Ectopic Cushing's syndrome from an ACTH-producing pheochromocytoma with a non-functioning pituitary adenoma

Abstract

Summary: An adrenocorticotropic hormone (ACTH)-producing pheochromocytoma (PCC)/paraganglioma is the cause of ectopic Cushing's syndrome (CS) in 5.2% of cases reported in the literature. We present a previously healthy 43-year-old woman admitted to our hospital with cushingoid features and hypertensive urgency (blood pressure = 200/120 mmHg). Her 24-h urinary free cortisol was >4270 nmol/day (reference range (RR) = 100-380 nmol/day) with a plasma ACTH of 91.5 pmol/L (RR: 2.0-11.5 pmol/L). Twenty-four-hour urinary metanephrines were increased by 30-fold.

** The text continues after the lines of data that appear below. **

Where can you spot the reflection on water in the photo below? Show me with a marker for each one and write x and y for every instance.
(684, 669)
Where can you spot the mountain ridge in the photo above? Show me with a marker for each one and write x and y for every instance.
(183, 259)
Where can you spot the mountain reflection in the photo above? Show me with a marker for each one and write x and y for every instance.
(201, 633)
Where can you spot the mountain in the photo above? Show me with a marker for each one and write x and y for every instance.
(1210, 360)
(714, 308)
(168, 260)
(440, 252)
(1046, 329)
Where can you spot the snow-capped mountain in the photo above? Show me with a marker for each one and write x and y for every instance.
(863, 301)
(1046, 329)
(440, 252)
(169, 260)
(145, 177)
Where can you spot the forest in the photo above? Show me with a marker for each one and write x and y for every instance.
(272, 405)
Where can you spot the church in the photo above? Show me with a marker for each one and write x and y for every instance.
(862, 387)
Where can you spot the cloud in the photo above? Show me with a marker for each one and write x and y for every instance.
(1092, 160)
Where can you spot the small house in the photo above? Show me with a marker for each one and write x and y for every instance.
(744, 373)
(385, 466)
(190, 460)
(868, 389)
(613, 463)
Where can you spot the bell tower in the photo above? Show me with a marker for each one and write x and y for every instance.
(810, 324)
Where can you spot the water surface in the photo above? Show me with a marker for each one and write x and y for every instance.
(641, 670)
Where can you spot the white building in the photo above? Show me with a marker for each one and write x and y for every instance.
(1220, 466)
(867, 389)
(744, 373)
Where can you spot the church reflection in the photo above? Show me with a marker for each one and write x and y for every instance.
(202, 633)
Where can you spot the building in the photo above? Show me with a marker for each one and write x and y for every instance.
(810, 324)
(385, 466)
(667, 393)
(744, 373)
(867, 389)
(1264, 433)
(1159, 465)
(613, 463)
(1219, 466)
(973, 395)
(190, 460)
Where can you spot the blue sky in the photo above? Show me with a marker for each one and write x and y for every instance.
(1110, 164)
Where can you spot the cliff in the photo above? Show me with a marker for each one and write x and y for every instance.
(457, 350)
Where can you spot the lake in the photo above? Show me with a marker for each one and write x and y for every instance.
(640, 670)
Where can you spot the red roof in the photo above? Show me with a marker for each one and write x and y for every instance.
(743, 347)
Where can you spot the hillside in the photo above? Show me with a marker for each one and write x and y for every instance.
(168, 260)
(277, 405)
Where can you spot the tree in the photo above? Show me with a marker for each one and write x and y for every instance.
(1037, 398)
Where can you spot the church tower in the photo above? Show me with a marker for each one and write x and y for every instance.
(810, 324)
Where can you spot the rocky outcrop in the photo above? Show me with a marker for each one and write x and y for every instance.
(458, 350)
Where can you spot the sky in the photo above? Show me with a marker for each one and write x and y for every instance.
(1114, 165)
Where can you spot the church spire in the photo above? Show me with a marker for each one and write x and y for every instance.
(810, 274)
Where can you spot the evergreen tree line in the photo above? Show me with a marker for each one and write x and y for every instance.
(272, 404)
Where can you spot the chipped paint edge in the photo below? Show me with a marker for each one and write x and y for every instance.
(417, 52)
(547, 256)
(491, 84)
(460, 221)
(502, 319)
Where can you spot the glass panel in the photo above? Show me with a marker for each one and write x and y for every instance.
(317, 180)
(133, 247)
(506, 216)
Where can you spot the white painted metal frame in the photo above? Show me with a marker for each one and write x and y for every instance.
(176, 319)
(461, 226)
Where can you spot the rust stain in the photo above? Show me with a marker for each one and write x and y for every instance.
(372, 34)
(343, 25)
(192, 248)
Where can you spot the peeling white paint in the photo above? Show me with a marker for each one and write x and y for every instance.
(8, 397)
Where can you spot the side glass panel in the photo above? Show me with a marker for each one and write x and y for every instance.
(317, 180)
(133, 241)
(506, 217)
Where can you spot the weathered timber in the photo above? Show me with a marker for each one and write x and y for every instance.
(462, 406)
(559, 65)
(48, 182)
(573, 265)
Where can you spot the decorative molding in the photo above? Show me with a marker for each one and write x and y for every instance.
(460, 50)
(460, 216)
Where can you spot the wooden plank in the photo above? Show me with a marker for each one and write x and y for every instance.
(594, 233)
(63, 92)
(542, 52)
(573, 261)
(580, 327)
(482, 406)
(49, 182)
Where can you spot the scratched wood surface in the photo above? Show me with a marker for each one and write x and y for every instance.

Whole-body CT demonstrated a 3.7-cm left adrenal mass with a normal-appearing right adrenal gland. Sellar MRI showed a 5-mm sellar lesion. MIBG scan revealed intense uptake only in the left adrenal mass. She was managed pre-operatively with ketoconazole and phenoxybenzamine and underwent an uneventful left laparoscopic adrenalectomy, which resulted in biochemical resolution of her hypercortisolemia and catecholamine excess. Histology demonstrated a PCC (Grading System for Adrenal Pheochromocytoma and Paraganglioma score 5) with positive ACTH staining by immunohistochemistry. A PCC gene panel showed no mutations and there has been no evidence of recurrence at 24 months. This case highlights the difficult nature of localizing the source of CS in the setting of a co-existing PCC and sellar mass.

Learning points: An adrenocorticotropic hormone (ACTH)-producing pheochromocytoma (PCC) is an important item to be considered in all patients presenting with ectopic Cushing's syndrome (CS). In exceptionally rare cases, patients with ectopic CS may present with multiple lesions, and a systematic approach considering all potential sources is crucial to avoid misdiagnosis. CS with a large adrenal mass but lacking contralateral adrenal atrophy should raise suspicion of an ACTH-dependent process. In patients with clinical suspicion of PCC, clinicians should be mindful of the use of steroids and beta-blockers without appropriate alpha blockade as they may precipitate an adrenergic crisis.

Figure 1

Axial CT image demonstrating a 3.7-cm left-sided adrenal mass; note lack of contralateral adrenal atrophy.

Figure 2

Coronal CT image demonstrating the left-sided adrenal mass.

Figure 3

Anterior MIBG image revealing uptake in the left adrenal gland.

Figure 4

Posterior MIBG image revealing uptake in the left adrenal gland.

Figure 5

Gross specimen of the left adrenal gland and pheochromocytoma with homogenous tan-pink cut surface (A) (2.0 cm scale bar). (B) The interface between adjacent bright-yellow adrenal cortex and pheochromocytoma (1.0 cm scale bar).

Figure 6

(A and B) Microscopy showing a classical appearance of pheochromocytoma with Zellballen architecture comprised large cells with granular amphophilic cytoplasm. Mitoses were readily identifiable (B, circle) (8/10 HPF) without atypical forms. Lesional cells showed ACTH expression by immunohistochemistry (B, insert) (magnification A ×200, B ×400).